Young Chinese workers have been roped in for the full-scale production of one of Britain's most emblematic vehicles.
London Taxi International, which will continue to build nine out ten cabs used in Britain at a factory in Coventry, could not expand at its small-scale, high-cost plant. So it turned to China to drive overseas expansion.
The Scotsman quoted Paul Stowe, a British motor executive who is overseeing the joint venture between Britain's Manganese Bronze Holdings, owner of London Taxi International, and Geely Group Holdings, one of China's biggest independent carmakers, as saying that this is a step in the right direction if expansion is the objective.
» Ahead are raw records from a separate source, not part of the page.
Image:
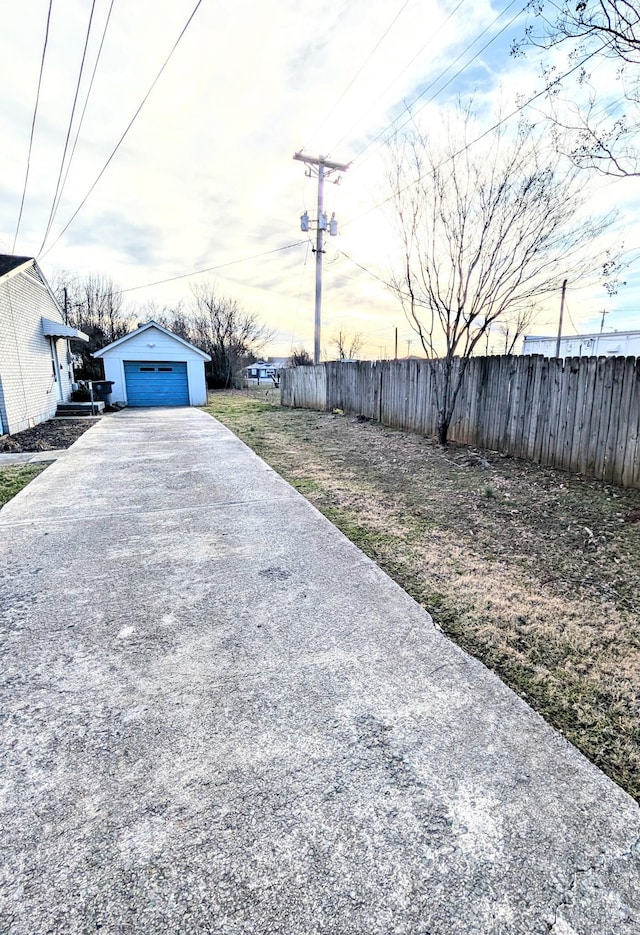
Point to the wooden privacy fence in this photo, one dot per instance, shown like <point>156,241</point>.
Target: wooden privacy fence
<point>581,414</point>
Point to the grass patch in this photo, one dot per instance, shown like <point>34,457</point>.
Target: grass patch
<point>533,571</point>
<point>14,477</point>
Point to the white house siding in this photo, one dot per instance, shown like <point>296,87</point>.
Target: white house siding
<point>153,345</point>
<point>607,344</point>
<point>27,385</point>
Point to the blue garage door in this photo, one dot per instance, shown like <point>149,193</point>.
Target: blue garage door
<point>156,383</point>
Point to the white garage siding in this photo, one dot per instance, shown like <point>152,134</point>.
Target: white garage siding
<point>154,345</point>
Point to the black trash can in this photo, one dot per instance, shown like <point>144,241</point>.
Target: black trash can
<point>102,390</point>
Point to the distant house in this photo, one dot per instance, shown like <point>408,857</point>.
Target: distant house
<point>35,359</point>
<point>151,366</point>
<point>606,344</point>
<point>265,371</point>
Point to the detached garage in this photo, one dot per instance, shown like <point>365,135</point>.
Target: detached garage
<point>153,367</point>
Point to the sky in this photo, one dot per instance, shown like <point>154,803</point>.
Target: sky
<point>196,171</point>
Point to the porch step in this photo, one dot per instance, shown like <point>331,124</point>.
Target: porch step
<point>79,409</point>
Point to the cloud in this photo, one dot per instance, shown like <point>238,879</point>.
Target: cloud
<point>205,175</point>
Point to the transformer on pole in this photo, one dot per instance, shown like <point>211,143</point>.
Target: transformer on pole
<point>322,168</point>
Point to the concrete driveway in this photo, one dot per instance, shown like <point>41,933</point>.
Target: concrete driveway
<point>221,717</point>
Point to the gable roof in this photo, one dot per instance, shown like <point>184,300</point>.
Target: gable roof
<point>8,262</point>
<point>140,330</point>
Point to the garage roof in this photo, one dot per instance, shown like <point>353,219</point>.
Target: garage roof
<point>146,327</point>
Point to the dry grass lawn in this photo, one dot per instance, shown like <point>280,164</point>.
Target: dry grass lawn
<point>535,572</point>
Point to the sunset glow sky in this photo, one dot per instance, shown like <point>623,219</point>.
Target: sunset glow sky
<point>205,177</point>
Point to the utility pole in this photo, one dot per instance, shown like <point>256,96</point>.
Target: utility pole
<point>564,292</point>
<point>322,168</point>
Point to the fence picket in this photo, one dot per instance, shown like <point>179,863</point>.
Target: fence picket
<point>581,414</point>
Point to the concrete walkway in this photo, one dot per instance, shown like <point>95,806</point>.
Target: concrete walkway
<point>220,717</point>
<point>32,457</point>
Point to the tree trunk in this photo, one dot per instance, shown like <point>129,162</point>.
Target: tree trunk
<point>443,430</point>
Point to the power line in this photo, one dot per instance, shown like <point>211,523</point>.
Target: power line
<point>457,74</point>
<point>33,124</point>
<point>210,269</point>
<point>361,69</point>
<point>69,127</point>
<point>486,132</point>
<point>407,66</point>
<point>84,110</point>
<point>128,127</point>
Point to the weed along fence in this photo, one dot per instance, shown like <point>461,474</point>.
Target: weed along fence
<point>581,414</point>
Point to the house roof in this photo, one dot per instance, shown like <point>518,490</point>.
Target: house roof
<point>56,329</point>
<point>578,337</point>
<point>140,330</point>
<point>8,262</point>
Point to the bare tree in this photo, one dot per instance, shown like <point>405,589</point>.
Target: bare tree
<point>348,346</point>
<point>231,337</point>
<point>487,232</point>
<point>300,357</point>
<point>93,304</point>
<point>596,128</point>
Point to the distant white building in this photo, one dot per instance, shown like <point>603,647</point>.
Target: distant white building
<point>607,344</point>
<point>265,371</point>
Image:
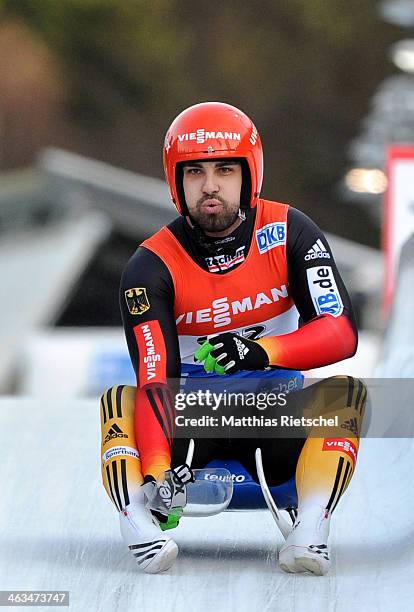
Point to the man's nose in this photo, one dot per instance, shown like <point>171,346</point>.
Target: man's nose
<point>210,184</point>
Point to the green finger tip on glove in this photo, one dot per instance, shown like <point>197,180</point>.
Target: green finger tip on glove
<point>202,353</point>
<point>210,364</point>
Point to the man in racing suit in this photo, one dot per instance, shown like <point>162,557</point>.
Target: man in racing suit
<point>236,284</point>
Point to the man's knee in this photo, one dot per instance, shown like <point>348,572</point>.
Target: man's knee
<point>117,402</point>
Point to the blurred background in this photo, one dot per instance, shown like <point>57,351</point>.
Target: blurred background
<point>87,91</point>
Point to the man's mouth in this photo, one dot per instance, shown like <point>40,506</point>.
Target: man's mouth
<point>211,205</point>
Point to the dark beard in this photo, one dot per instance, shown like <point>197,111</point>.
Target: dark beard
<point>214,223</point>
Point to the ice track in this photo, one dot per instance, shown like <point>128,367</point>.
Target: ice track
<point>60,532</point>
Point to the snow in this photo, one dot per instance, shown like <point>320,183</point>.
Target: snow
<point>60,532</point>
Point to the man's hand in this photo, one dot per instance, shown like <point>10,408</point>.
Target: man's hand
<point>228,353</point>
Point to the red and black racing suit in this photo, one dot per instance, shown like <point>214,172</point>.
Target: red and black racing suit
<point>273,280</point>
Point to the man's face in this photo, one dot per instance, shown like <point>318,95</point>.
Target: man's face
<point>212,192</point>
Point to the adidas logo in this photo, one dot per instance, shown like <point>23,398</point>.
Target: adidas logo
<point>352,425</point>
<point>241,348</point>
<point>114,432</point>
<point>317,251</point>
According to Stowe, the venture is already bearing fruit, with agreements signed to sell 6,000 London Taxis from the Chinese factory, more than double the Coventry plant's annual output.
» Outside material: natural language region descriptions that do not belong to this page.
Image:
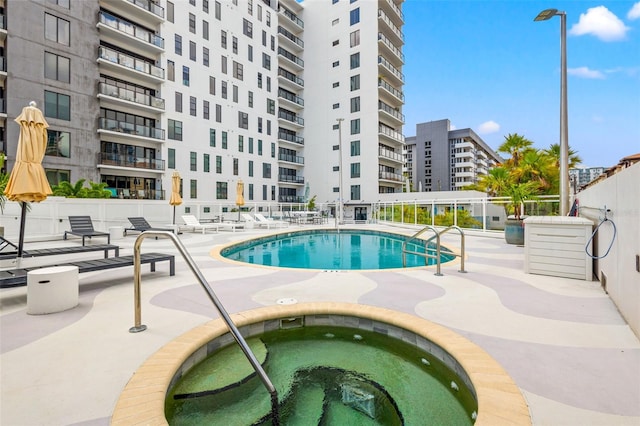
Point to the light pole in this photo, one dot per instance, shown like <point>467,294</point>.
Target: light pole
<point>564,130</point>
<point>339,219</point>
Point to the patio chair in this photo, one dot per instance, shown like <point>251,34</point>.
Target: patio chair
<point>192,222</point>
<point>82,226</point>
<point>140,224</point>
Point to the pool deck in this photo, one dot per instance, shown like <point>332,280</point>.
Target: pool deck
<point>562,341</point>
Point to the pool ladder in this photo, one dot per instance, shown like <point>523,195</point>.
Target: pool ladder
<point>428,254</point>
<point>138,327</point>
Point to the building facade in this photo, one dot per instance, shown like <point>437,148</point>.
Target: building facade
<point>441,159</point>
<point>220,91</point>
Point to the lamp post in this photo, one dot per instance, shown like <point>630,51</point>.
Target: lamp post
<point>339,205</point>
<point>564,132</point>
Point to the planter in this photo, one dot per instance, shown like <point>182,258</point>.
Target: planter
<point>514,231</point>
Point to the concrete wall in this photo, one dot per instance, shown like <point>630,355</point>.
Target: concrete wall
<point>617,270</point>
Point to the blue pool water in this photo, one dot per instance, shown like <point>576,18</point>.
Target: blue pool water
<point>331,250</point>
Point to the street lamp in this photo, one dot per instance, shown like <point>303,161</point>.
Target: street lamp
<point>339,220</point>
<point>564,132</point>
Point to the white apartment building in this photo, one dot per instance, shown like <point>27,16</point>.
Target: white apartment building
<point>220,91</point>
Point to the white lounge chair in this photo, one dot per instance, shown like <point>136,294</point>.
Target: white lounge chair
<point>269,222</point>
<point>192,222</point>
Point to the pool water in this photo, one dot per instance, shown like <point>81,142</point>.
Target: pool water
<point>321,382</point>
<point>332,250</point>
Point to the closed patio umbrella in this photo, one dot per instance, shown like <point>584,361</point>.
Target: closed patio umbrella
<point>28,182</point>
<point>175,199</point>
<point>239,196</point>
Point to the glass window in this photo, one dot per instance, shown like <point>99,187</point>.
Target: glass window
<point>57,67</point>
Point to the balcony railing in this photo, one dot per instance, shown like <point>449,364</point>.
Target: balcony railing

Most will go to cities like Singapore, Dubai, Moscow - that covet the image of a black cab associated with the London Taxis' tradition of good service and durability.
Manganese Bronze Holdings hunted for nearly a decade for a suitable Chinese partner. Geely was looking for a chance to bring onboard the new technology and quality upgrades it needs to get ahead in China's brutally competitive market, without risking being swallowed by a huge international rival.
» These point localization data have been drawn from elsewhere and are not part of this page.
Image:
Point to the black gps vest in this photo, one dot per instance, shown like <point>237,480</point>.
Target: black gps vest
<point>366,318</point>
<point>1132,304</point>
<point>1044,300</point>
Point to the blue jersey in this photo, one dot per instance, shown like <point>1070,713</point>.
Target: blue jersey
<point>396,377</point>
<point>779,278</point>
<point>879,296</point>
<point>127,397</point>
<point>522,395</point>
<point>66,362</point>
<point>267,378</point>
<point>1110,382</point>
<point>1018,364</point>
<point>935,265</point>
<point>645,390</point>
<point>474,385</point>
Trial production of London Taxi's TX4, equipped with Mitsubishi engines, began last week in Geely's factory, in the scenic canal town of Fengjing. By mid-December, the plant will launch mass production.
By boosting volume, LTI expects to reduce costs by up to 60 per cent, with most of the savings coming not from cheaper labour but from less costly parts, Stowe said.
It is the vehicle's traditional idiosyncrasies, such as its famed ability to make extremely tight turns, and the storage space next to the driver's seat that originally held hay bales in the days of horse and carriage, that give the black cab its appeal, he added.
Stowe, who has sold the rights to his memoir of his experiences working in China with MG Nanjing to the BBC, is something of an cultural ambassador in the car-making world.